The Art of Government
The old saying in government is that “where you stand depends on where you sit.”
In other words, because I’m freshly seated as Chair of the Cultural Affairs, Tourism, Parks and Recreation Committee, it’s no wonder I stand in strong opposition to proposed budget cuts that affect, well, all of the above.
But the evidence is hard to ignore. The arts industry generates $25.7 billion worth of economic impact in New York State. The overall multiplier is 1.98, “which means that for every dollar in direct spending, another 98 cents of value is generated in the state’s economy.”
Even Milton Friedman would get pretty comfortable in a seat like that.
Just look at capital spending. Between 2003 and 2005, cultural institutions in New York City spent $1.4 billion on capital construction. This generated “an average of 3,460 full-time equivalent jobs in each of the three years.”
Yet funding for the New York State Council on the Arts could take a $7 million hit for the current fiscal year, and another $7 million for 2009-2010.
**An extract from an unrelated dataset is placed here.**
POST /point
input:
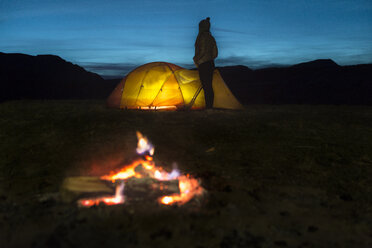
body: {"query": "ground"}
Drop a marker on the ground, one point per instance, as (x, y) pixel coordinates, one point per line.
(276, 176)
Meanwhile, state support for zoos, botanical gardens and aquariums would disappear under the proposed executive budget. That could mean massive layoffs at a place like the Bronx Zoo, where 38% of full-time staff and 80% of part-time staff live in the borough … and don’t forget the porcupines.
The point is that museums and “living museums” have always been an incubator for real growth – not the watch-my-stock-portfolio-boom kind of growth, but rather the one that produces jobs, creates linkages with local business, and expands education for our kids.
All the more important for our kids, who keep getting squeezed out of valuable art space in their public schools.
In order to restore some of these critical investments, I stand with a large number of my legislative colleagues in support of more progressive taxation. The wealthiest households in our state have taken a vacation from reality these past few decades, and must pay their fare share.
I will also advocate more support from the federal government – first and foremost on issues like housing and public health, but also as it relates to the arts. New Deal initiatives like the Federal Art Project and Federal Writers’ Project unleashed a great deal of hope and creativity in New York – whether it was murals (like those at WNYC) or life histories (here’s one from my own district).
Cultural treasures are born out of difficult times … but it often takes political will.
On February 3rd, Assemblymember Steve Englebright and I will convene a Joint Committee Meeting to discuss the proposed budget cuts. In the spirit of legislative reform, we are counting on bipartisan engagement and participation, and – perhaps for the first time in Albany history – soliciting YouTube commentary from organizations across the state. We want to make sure that even if you can’t make the trip to Albany – though carpooling is available! – that your voice will be heard.